Inaugural Chicago Quantum Summit is underway

Siv Schwink

Professor Brian DeMarco
Professor Brian DeMarco
Professor Dale Van Harlingen
Professor Dale Van Harlingen
Professor Paul Kwiat
Professor Paul Kwiat
A two-day summit in Chicago taking place November 8 and 9 has brought together leading experts in quantum information science to advance U.S. efforts in what’s been called the next technological “space race”—and to position Illinois at the forefront of that race. The inaugural Chicago Quantum Summit, hosted by the Chicago Quantum Exchange, includes high-level representation from Microsoft, IBM, Alphabet Inc.’s Google, the National Science Foundation, the U.S. Department of Energy, the U.S. Department of Defense, and the National Institute of Standards and Technology.

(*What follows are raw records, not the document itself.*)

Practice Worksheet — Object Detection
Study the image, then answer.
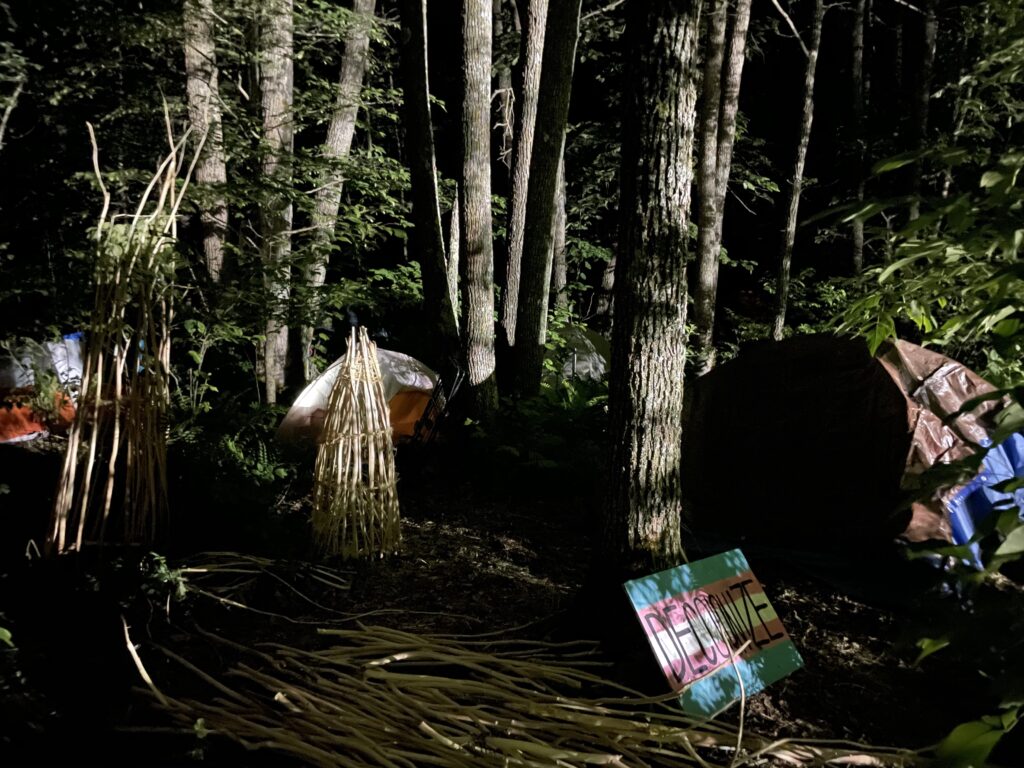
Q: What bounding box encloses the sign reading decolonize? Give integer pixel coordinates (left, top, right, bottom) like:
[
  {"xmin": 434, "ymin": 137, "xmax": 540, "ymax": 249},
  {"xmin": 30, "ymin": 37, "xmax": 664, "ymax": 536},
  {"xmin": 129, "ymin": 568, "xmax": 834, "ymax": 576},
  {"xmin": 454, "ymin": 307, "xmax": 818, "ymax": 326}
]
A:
[{"xmin": 625, "ymin": 549, "xmax": 804, "ymax": 717}]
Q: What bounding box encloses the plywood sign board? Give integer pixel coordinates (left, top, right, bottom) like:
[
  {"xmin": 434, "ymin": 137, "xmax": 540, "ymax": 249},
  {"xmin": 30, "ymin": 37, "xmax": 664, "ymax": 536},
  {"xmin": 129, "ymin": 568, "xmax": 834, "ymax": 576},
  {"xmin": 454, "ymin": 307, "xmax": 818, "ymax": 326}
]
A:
[{"xmin": 625, "ymin": 549, "xmax": 804, "ymax": 717}]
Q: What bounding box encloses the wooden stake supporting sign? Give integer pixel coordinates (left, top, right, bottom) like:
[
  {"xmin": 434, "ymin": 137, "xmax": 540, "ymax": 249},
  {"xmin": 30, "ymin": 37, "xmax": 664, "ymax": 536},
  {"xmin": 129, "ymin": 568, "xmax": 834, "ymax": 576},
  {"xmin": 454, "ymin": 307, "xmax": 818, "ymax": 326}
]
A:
[{"xmin": 625, "ymin": 549, "xmax": 804, "ymax": 717}]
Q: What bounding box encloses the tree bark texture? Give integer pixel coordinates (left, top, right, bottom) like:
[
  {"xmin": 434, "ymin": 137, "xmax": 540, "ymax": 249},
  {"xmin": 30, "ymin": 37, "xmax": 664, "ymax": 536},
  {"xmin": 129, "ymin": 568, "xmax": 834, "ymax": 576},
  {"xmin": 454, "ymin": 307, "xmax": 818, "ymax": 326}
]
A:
[
  {"xmin": 771, "ymin": 0, "xmax": 825, "ymax": 341},
  {"xmin": 399, "ymin": 0, "xmax": 459, "ymax": 377},
  {"xmin": 502, "ymin": 0, "xmax": 549, "ymax": 347},
  {"xmin": 459, "ymin": 0, "xmax": 498, "ymax": 423},
  {"xmin": 512, "ymin": 0, "xmax": 581, "ymax": 396},
  {"xmin": 551, "ymin": 148, "xmax": 569, "ymax": 310},
  {"xmin": 909, "ymin": 0, "xmax": 939, "ymax": 221},
  {"xmin": 850, "ymin": 0, "xmax": 871, "ymax": 274},
  {"xmin": 604, "ymin": 0, "xmax": 699, "ymax": 568},
  {"xmin": 302, "ymin": 0, "xmax": 376, "ymax": 381},
  {"xmin": 694, "ymin": 0, "xmax": 751, "ymax": 374},
  {"xmin": 182, "ymin": 0, "xmax": 227, "ymax": 283},
  {"xmin": 259, "ymin": 0, "xmax": 295, "ymax": 403}
]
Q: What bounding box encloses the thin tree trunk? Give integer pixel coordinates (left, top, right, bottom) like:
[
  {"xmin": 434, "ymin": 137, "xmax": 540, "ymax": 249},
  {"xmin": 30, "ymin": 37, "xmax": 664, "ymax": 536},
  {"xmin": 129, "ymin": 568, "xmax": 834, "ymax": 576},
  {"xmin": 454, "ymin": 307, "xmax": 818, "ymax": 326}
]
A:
[
  {"xmin": 447, "ymin": 189, "xmax": 461, "ymax": 330},
  {"xmin": 512, "ymin": 0, "xmax": 581, "ymax": 396},
  {"xmin": 259, "ymin": 0, "xmax": 295, "ymax": 403},
  {"xmin": 182, "ymin": 0, "xmax": 227, "ymax": 283},
  {"xmin": 771, "ymin": 0, "xmax": 825, "ymax": 341},
  {"xmin": 302, "ymin": 0, "xmax": 376, "ymax": 381},
  {"xmin": 399, "ymin": 0, "xmax": 459, "ymax": 377},
  {"xmin": 493, "ymin": 0, "xmax": 515, "ymax": 173},
  {"xmin": 850, "ymin": 0, "xmax": 871, "ymax": 274},
  {"xmin": 502, "ymin": 0, "xmax": 549, "ymax": 347},
  {"xmin": 551, "ymin": 151, "xmax": 569, "ymax": 310},
  {"xmin": 603, "ymin": 0, "xmax": 700, "ymax": 570},
  {"xmin": 909, "ymin": 0, "xmax": 939, "ymax": 221},
  {"xmin": 459, "ymin": 0, "xmax": 498, "ymax": 423},
  {"xmin": 693, "ymin": 0, "xmax": 729, "ymax": 374}
]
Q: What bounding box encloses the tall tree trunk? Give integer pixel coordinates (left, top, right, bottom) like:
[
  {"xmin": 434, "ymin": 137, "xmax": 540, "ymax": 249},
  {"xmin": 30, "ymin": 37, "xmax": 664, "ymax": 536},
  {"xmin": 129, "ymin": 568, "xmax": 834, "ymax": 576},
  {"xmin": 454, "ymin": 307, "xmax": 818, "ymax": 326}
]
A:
[
  {"xmin": 551, "ymin": 150, "xmax": 569, "ymax": 310},
  {"xmin": 850, "ymin": 0, "xmax": 871, "ymax": 274},
  {"xmin": 259, "ymin": 0, "xmax": 295, "ymax": 403},
  {"xmin": 603, "ymin": 0, "xmax": 700, "ymax": 569},
  {"xmin": 909, "ymin": 0, "xmax": 939, "ymax": 221},
  {"xmin": 399, "ymin": 0, "xmax": 459, "ymax": 377},
  {"xmin": 302, "ymin": 0, "xmax": 376, "ymax": 381},
  {"xmin": 493, "ymin": 0, "xmax": 515, "ymax": 173},
  {"xmin": 182, "ymin": 0, "xmax": 227, "ymax": 283},
  {"xmin": 694, "ymin": 0, "xmax": 751, "ymax": 374},
  {"xmin": 771, "ymin": 0, "xmax": 825, "ymax": 341},
  {"xmin": 502, "ymin": 0, "xmax": 549, "ymax": 347},
  {"xmin": 512, "ymin": 0, "xmax": 581, "ymax": 396},
  {"xmin": 459, "ymin": 0, "xmax": 498, "ymax": 422}
]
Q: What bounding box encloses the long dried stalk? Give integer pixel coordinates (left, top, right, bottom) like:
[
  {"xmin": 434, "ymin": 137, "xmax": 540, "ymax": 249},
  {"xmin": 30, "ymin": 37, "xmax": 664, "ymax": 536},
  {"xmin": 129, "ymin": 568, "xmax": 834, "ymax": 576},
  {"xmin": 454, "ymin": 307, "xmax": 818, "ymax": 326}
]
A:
[
  {"xmin": 140, "ymin": 628, "xmax": 928, "ymax": 768},
  {"xmin": 47, "ymin": 117, "xmax": 202, "ymax": 554},
  {"xmin": 312, "ymin": 328, "xmax": 400, "ymax": 558}
]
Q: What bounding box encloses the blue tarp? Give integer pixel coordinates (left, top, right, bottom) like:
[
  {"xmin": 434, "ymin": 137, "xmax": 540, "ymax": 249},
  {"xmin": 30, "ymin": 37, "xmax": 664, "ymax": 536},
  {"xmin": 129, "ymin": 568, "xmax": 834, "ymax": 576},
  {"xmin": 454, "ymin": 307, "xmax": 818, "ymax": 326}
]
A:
[{"xmin": 946, "ymin": 433, "xmax": 1024, "ymax": 567}]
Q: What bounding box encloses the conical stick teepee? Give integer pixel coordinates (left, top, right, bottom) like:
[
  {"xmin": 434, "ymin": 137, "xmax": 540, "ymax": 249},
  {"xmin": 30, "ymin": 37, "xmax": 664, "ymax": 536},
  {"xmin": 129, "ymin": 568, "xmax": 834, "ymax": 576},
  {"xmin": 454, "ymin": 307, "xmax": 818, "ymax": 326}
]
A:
[{"xmin": 312, "ymin": 328, "xmax": 400, "ymax": 558}]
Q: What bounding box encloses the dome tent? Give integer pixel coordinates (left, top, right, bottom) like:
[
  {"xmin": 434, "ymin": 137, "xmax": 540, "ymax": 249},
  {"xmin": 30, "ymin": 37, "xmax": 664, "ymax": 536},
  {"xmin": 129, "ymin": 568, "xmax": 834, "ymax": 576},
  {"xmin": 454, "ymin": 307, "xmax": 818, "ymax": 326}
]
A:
[{"xmin": 276, "ymin": 347, "xmax": 437, "ymax": 442}]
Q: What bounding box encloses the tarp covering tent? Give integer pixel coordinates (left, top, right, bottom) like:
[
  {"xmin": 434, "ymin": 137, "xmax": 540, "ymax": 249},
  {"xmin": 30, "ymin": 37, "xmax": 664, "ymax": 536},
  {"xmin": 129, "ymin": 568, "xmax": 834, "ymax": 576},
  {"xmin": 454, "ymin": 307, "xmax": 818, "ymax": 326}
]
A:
[
  {"xmin": 684, "ymin": 336, "xmax": 1024, "ymax": 557},
  {"xmin": 0, "ymin": 333, "xmax": 82, "ymax": 442},
  {"xmin": 278, "ymin": 347, "xmax": 437, "ymax": 442}
]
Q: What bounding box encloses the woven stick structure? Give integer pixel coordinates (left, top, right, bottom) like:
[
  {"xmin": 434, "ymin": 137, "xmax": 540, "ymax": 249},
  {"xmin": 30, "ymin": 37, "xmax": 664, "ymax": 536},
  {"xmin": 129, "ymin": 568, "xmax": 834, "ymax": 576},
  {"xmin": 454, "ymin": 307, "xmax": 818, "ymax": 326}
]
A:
[
  {"xmin": 312, "ymin": 328, "xmax": 400, "ymax": 558},
  {"xmin": 47, "ymin": 111, "xmax": 202, "ymax": 554}
]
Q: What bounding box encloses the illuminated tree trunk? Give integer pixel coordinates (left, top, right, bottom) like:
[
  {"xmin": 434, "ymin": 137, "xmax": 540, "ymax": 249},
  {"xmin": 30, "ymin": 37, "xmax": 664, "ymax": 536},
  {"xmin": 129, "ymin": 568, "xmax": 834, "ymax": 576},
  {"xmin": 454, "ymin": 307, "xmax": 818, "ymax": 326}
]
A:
[
  {"xmin": 603, "ymin": 0, "xmax": 699, "ymax": 569},
  {"xmin": 512, "ymin": 0, "xmax": 581, "ymax": 396},
  {"xmin": 182, "ymin": 0, "xmax": 227, "ymax": 283},
  {"xmin": 771, "ymin": 0, "xmax": 825, "ymax": 341},
  {"xmin": 502, "ymin": 0, "xmax": 549, "ymax": 347},
  {"xmin": 399, "ymin": 0, "xmax": 459, "ymax": 377},
  {"xmin": 694, "ymin": 0, "xmax": 751, "ymax": 374},
  {"xmin": 302, "ymin": 0, "xmax": 376, "ymax": 381},
  {"xmin": 259, "ymin": 0, "xmax": 295, "ymax": 403},
  {"xmin": 459, "ymin": 0, "xmax": 498, "ymax": 422}
]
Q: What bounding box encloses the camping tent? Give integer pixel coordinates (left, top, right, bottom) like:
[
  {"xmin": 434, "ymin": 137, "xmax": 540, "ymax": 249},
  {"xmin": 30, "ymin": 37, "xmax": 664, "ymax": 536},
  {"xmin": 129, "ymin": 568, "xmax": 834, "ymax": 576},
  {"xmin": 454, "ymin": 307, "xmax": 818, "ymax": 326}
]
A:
[
  {"xmin": 278, "ymin": 347, "xmax": 437, "ymax": 442},
  {"xmin": 0, "ymin": 333, "xmax": 83, "ymax": 442},
  {"xmin": 684, "ymin": 336, "xmax": 1024, "ymax": 561}
]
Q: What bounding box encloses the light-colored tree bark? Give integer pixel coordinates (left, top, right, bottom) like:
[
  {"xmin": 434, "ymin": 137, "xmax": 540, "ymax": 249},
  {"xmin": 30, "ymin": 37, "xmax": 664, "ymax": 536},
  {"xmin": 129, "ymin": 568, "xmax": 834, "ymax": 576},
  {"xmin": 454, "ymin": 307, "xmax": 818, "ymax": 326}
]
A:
[
  {"xmin": 398, "ymin": 0, "xmax": 459, "ymax": 378},
  {"xmin": 501, "ymin": 0, "xmax": 549, "ymax": 347},
  {"xmin": 301, "ymin": 0, "xmax": 376, "ymax": 381},
  {"xmin": 259, "ymin": 0, "xmax": 295, "ymax": 403},
  {"xmin": 694, "ymin": 0, "xmax": 751, "ymax": 374},
  {"xmin": 182, "ymin": 0, "xmax": 227, "ymax": 283},
  {"xmin": 459, "ymin": 0, "xmax": 498, "ymax": 423},
  {"xmin": 771, "ymin": 0, "xmax": 825, "ymax": 341},
  {"xmin": 550, "ymin": 151, "xmax": 569, "ymax": 310},
  {"xmin": 602, "ymin": 0, "xmax": 700, "ymax": 571},
  {"xmin": 512, "ymin": 0, "xmax": 581, "ymax": 396}
]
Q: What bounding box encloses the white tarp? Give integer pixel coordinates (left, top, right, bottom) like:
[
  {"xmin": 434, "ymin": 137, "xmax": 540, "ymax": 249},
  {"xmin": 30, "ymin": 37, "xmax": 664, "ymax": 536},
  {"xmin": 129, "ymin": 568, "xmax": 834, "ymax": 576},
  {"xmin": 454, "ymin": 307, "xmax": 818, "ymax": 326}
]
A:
[{"xmin": 278, "ymin": 347, "xmax": 437, "ymax": 441}]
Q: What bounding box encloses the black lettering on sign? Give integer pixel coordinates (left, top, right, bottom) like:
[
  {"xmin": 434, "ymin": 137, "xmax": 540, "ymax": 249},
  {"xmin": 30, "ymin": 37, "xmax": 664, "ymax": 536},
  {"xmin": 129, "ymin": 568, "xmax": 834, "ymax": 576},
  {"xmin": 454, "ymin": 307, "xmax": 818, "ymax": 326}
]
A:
[
  {"xmin": 729, "ymin": 579, "xmax": 770, "ymax": 648},
  {"xmin": 683, "ymin": 600, "xmax": 718, "ymax": 675},
  {"xmin": 644, "ymin": 611, "xmax": 686, "ymax": 684},
  {"xmin": 708, "ymin": 591, "xmax": 746, "ymax": 648},
  {"xmin": 693, "ymin": 592, "xmax": 732, "ymax": 664}
]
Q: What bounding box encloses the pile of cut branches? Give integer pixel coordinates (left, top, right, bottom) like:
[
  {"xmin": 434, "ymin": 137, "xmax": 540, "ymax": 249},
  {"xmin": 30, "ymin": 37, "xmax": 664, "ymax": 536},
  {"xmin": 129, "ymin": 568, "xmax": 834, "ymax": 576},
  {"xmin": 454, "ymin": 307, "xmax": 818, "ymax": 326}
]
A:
[{"xmin": 138, "ymin": 627, "xmax": 920, "ymax": 768}]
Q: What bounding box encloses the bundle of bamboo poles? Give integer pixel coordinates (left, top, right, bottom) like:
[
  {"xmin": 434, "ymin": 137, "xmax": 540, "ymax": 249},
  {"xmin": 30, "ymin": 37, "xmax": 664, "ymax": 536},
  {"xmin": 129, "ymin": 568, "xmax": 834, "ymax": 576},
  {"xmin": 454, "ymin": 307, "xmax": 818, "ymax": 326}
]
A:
[
  {"xmin": 138, "ymin": 627, "xmax": 924, "ymax": 768},
  {"xmin": 312, "ymin": 328, "xmax": 400, "ymax": 558},
  {"xmin": 47, "ymin": 113, "xmax": 202, "ymax": 554}
]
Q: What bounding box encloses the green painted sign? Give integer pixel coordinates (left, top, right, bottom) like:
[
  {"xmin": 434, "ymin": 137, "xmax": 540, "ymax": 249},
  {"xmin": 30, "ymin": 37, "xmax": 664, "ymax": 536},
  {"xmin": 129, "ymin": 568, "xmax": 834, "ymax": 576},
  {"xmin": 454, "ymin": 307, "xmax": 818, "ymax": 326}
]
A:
[{"xmin": 625, "ymin": 549, "xmax": 804, "ymax": 717}]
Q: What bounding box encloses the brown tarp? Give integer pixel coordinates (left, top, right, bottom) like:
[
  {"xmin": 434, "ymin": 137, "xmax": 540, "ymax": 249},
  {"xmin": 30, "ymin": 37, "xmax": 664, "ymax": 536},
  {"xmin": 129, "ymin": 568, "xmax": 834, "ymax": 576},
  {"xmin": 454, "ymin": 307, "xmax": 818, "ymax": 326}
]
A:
[{"xmin": 684, "ymin": 335, "xmax": 1001, "ymax": 546}]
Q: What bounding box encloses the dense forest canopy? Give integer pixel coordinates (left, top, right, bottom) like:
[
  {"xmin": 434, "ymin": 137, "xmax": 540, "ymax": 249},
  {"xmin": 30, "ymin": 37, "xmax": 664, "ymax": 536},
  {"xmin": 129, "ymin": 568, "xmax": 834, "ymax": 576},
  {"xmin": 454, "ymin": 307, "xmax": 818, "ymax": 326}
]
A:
[{"xmin": 0, "ymin": 0, "xmax": 1024, "ymax": 765}]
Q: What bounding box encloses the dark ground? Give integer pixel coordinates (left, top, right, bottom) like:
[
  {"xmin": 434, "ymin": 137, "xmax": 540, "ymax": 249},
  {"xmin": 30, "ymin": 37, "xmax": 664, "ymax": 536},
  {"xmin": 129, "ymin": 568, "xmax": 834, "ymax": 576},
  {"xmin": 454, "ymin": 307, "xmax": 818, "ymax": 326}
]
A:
[{"xmin": 0, "ymin": 436, "xmax": 1024, "ymax": 766}]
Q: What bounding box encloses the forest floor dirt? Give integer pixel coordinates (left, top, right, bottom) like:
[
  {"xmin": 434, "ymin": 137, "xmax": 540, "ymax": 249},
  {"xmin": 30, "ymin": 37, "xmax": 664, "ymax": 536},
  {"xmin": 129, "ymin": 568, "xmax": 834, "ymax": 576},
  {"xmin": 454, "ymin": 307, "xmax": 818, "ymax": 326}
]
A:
[{"xmin": 0, "ymin": 436, "xmax": 1013, "ymax": 765}]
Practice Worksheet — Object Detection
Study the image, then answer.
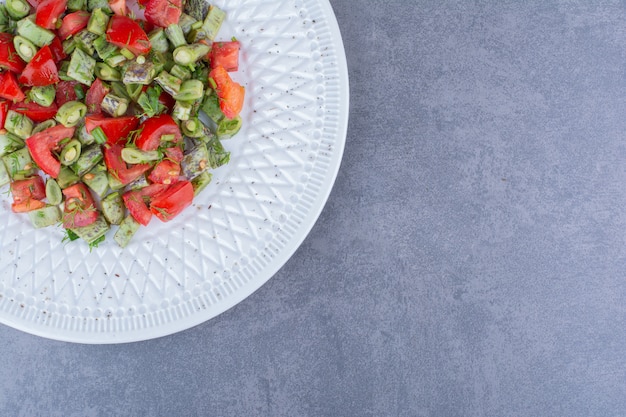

The University of Illinois at Urbana-Champaign recently joined the Chicago Quantum Exchange as a core member, making it one of the largest quantum information science (QIS) collaborations in the world. The exchange was formed last year as an alliance between the University of Chicago and the two Illinois-based national laboratories, Argonne and Fermilab.

Representing the U of I at the summit are physics professors Brian DeMarco, Paul Kwiat, and Dale Van Harlingen, who are key players in the planned Illinois Quantum Information Science and Technology Center (IQUIST) on the U of I campus. The U of I news bureau announced last week the university’s $15-million commitment to the new center, which will form a collaboration of physicists, engineers, and computer scientists to develop new algorithms, materials, and devices to advance QIS.

DeMarco sums up the growing wave of excitement over this emerging field: “The future of many activities central to human life, including transportation, medicine, and manufacturing, will be transformed by improvements in computing, networking, and sensing over the next century. However, computers, networks, and devices based on conventional technology are inherently limited in their ability to tackle some of the most important problems we will face.

“Quantum computers and networks leverage the physics of quantum mechanics to tackle these problems at a magnitude much larger than any future supercomputer. For example, a large-scale quantum computer could determine the properties of chemical bonds key to new pharmaceuticals for complexes larger than any supercomputer could ever deal with. Beyond medicine, this may also be a route to optimizing artificial photosynthesis for carbon management, which may be central to preventing disaster from climate change.”

At the summit, DeMarco is looking forward to learning what other members in the exchange are interested in accomplishing and to discussing just how the new partnership will work.

“These are exciting times for QIS in Illinois,” he comments. “Now that we’ve announced and initiated IQUIST, the U of I has the opportunity to play an even larger role in the QIS revolution. And, joining the Chicago Quantum Exchange provides us natural and strong partners close to home. It will be exciting to see what Argonne, Fermilab, the University of Chicago, and the University of Illinois can do together! Each has unique strengths and somewhat different perspectives. Whatever emerges from the convergence of these different players will be fantastic and new.”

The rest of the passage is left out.